Inherent Vice, Thomas Pynchon
One of Inherent Vice’s biggest vices is the Tequila Zombie, which pothead P.I. Larry “Doc” Sportello discovers when a waitress recommends drinking the Zombie in order to get “good and fucked up” by the time the food arrives.
On the Road, Jack Kerouac
Part port, part whiskey, the thrifty Wine Spodiodi makes an appearance in Jack Kerouac’s 1957 beat novel when Sal and Dean meet a kindred spirit. The Spodiodi lover tells them all the sweet wine masks the cheap whiskey.
The Hitchhiker’s Guide to the Galaxy, Douglas Adams
A third arm is required to enjoy the Pan Galactic Gargle Blaster that Zaphod Beeblebrox drinks in The Hitchhiker’s Guide to the Galaxy. It’s “the alcoholic equivalent of a mugging — expensive and bad for the head” and downing one “is like having your brain smashed out by a slice of lemon wrapped round a large gold brick.”
For Whom the Bell Tolls, Ernest Hemingway
Ernest Hemingway devotes a significant portion of his Spanish Civil War-set tale, For Whom the Bell Tolls, to the green fairy.
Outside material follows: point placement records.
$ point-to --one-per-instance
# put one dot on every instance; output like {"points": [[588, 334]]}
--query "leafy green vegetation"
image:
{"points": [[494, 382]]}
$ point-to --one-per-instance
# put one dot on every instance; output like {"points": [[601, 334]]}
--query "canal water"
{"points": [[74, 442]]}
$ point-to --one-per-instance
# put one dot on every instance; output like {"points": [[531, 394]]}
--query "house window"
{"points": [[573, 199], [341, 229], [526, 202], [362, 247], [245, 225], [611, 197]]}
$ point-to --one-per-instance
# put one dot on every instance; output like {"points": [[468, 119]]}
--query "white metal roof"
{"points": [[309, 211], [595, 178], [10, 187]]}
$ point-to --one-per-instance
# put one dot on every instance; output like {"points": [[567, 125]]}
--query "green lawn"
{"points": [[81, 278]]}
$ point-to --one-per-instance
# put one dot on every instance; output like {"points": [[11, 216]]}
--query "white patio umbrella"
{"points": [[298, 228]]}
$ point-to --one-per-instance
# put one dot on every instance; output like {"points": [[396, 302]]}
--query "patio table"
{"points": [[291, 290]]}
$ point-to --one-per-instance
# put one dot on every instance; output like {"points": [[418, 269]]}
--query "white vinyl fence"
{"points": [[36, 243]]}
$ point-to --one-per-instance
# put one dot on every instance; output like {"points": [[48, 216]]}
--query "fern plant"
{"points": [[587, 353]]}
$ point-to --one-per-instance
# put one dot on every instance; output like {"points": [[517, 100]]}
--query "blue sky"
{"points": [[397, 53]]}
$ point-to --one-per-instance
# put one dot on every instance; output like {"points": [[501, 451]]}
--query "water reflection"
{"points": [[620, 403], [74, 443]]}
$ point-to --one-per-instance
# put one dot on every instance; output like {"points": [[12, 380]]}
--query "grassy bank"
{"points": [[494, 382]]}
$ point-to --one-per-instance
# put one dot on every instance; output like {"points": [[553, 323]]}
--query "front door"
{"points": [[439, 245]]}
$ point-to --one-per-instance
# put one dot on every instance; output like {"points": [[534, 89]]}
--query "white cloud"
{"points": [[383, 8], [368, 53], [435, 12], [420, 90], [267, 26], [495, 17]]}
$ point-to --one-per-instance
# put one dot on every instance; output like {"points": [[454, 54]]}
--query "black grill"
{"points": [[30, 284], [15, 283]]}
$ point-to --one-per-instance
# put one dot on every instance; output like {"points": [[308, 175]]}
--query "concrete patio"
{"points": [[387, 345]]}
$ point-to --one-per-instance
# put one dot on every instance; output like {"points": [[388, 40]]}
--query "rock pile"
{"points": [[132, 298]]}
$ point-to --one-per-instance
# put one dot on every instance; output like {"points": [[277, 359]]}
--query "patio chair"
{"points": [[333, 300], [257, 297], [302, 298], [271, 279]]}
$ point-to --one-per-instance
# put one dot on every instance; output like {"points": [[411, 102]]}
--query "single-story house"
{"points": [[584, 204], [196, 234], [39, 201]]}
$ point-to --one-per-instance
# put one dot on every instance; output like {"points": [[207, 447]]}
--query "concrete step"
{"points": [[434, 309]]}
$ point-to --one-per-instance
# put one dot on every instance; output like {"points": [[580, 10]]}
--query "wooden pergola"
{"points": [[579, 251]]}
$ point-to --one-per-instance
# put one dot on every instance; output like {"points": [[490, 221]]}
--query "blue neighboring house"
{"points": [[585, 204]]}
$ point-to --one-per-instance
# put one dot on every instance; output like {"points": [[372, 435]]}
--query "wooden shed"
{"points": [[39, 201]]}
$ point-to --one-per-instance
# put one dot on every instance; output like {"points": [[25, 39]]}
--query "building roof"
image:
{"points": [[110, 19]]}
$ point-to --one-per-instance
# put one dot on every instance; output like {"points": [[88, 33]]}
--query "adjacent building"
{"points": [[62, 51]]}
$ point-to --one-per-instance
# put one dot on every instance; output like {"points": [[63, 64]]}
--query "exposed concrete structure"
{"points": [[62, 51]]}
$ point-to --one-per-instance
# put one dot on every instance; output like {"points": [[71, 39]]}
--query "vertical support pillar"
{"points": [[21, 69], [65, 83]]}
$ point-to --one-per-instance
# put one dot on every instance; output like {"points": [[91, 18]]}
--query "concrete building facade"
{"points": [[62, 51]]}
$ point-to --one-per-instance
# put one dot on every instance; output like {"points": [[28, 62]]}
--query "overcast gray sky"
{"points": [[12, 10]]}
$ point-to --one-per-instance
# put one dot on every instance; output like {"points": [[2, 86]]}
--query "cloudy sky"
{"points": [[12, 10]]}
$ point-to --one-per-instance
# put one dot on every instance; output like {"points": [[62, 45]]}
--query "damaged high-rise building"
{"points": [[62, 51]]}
The emerald liqueur sends Robert Jordan, an American in the International Brigades sent behind enemy lines, back to “all things he had enjoyed and forgotten and that came back to him when he tasted that opaque, bitter, tongue-numbing, brain-warming, stomach-warming, idea-changing liquid alchemy.”
Brideshead Revisited, Evelyn Waugh
A minimum of four Brandy Alexanders are necessary if you want to be an “aesthete par excellence” — one who spends time “waxing in wickedness like a Hogarthian page boy” like the flamboyant and fabulous Anthony Blanche in Evelyn Waugh’s story about a wealthy, yet troubled, Anglo-Catholic family.
The Pickwick Papers, Charles Dickens
“When Mr. Pickwick awoke next morning, there was not a symptom of rheumatism about him: which proves, as Mr. Bob Sawyer very justly observed, that there is nothing like hot punch in such cases: and that if ever hot punch did not fail to act as a preventative, it was merely because the patient fell into the vulgar error of not taking enough of it.”
The Heart of the Matter, Graham Greene
“There was a tacit understanding between them that ‘liquor helped;’ growing more miserable with every glass one hoped for the moment of relief.”
Pink gin: responsible for complicating loveless marriages since 1948.
Casino Royale, Ian Fleming
Ian Fleming’s Bond was a connoisseur of vodka martinis, “shaken, not stirred,” but his heart belonged to the Vesper in the author’s first installment of the spy novel series, Casino Royale. He even named the drink after Bond girl Vesper Lynd.
Norwegian Wood, Haruki Murakami
The hypnotic, mind-bending novelist trades magic realism and bizarre characters (like his otherworldly, pimp-tastic version of KFC’s Colonel Sanders) for drama conjured by good old-fashioned booze — specifically, sake.
A Clockwork Orange, Anthony Burgess
Alcohol is a drug, but the Korova Milk Bar serves their spirits heavy on the mind-altering substances minus the ethanol in Burgess’ A Clockwork Orange. A milky concoction containing vellocet, synthemesc, or drencrom has all the necessary ingredients for an evening of ultra-violence.